School of Electrical and Computer Engineering, University of Oklahoma, 101 David L. Boren Blvd, Norman, OK 73019.
Acad Radiol. 2013 Dec;20(12):1542-50. doi: 10.1016/j.acra.2013.08.020.
The objective of this study is to investigate the feasibility of predicting near-term risk of breast cancer development in women after a negative mammography screening examination. It is based on a statistical learning model that combines computerized image features related to bilateral mammographic tissue asymmetry and other clinical factors.
A database of negative digital mammograms acquired from 994 women was retrospectively collected. In the next sequential screening examination (12 to 36 months later), 283 women were diagnosed positive for cancer, 349 were recalled for additional diagnostic workups and later proved to be benign, and 362 remain negative (not recalled). From an initial pool of 183 features, we applied a Sequential Forward Floating Selection feature selection method to search for effective features. Using 10 selected features, we developed and trained a support vector machine classification model to compute a cancer risk or probability score for each case. The area under the receiver operating characteristic curve and odds ratios (ORs) were used as the two performance assessment indices.

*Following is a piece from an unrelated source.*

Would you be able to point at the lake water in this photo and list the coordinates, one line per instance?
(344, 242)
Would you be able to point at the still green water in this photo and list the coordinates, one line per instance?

The area under the receiver operating characteristic curve = 0.725 ± 0.018 was obtained for positive and negative/benign case classification. The ORs showed an increasing risk trend with increasing model-generated risk scores (from 1.00 to 12.34, between positive and negative/benign case groups). Regression analysis of ORs also indicated a significant increase trend in slope (P = .006).
This study demonstrates that the risk scores computed by a new support vector machine model involving bilateral mammographic feature asymmetry have potential to assist the prediction of near-term risk of women for developing breast cancer.
本研究旨在探讨基于计算机双侧乳腺组织不对称性图像特征和其他临床因素的统计学习模型预测阴性乳腺 X 线筛查女性近期乳腺癌发病风险的可行性。
回顾性收集了 994 例阴性数字化乳腺 X 线片的数据库。在下一次连续筛查检查(12-36 个月后)中,283 例被诊断为癌症阳性,349 例因额外的诊断性检查而召回,最终证实为良性,362 例仍为阴性(未召回)。从最初的 183 个特征中,我们应用序贯前向浮动选择特征选择方法来寻找有效的特征。使用 10 个选定的特征,我们开发并训练了一个支持向量机分类模型,为每个病例计算癌症风险或概率评分。接收者操作特征曲线下的面积和比值比(OR)被用作两种性能评估指标。
阳性和阴性/良性病例分类的接收者操作特征曲线下的面积为 0.725 ± 0.018。OR 随着模型生成的风险评分的增加呈递增风险趋势(从 1.00 到 12.34,在阳性和阴性/良性病例组之间)。OR 的回归分析也表明斜率呈显著增加趋势(P =.006)。
本研究表明,涉及双侧乳腺特征不对称的新支持向量机模型计算的风险评分具有辅助预测女性近期乳腺癌发病风险的潜力。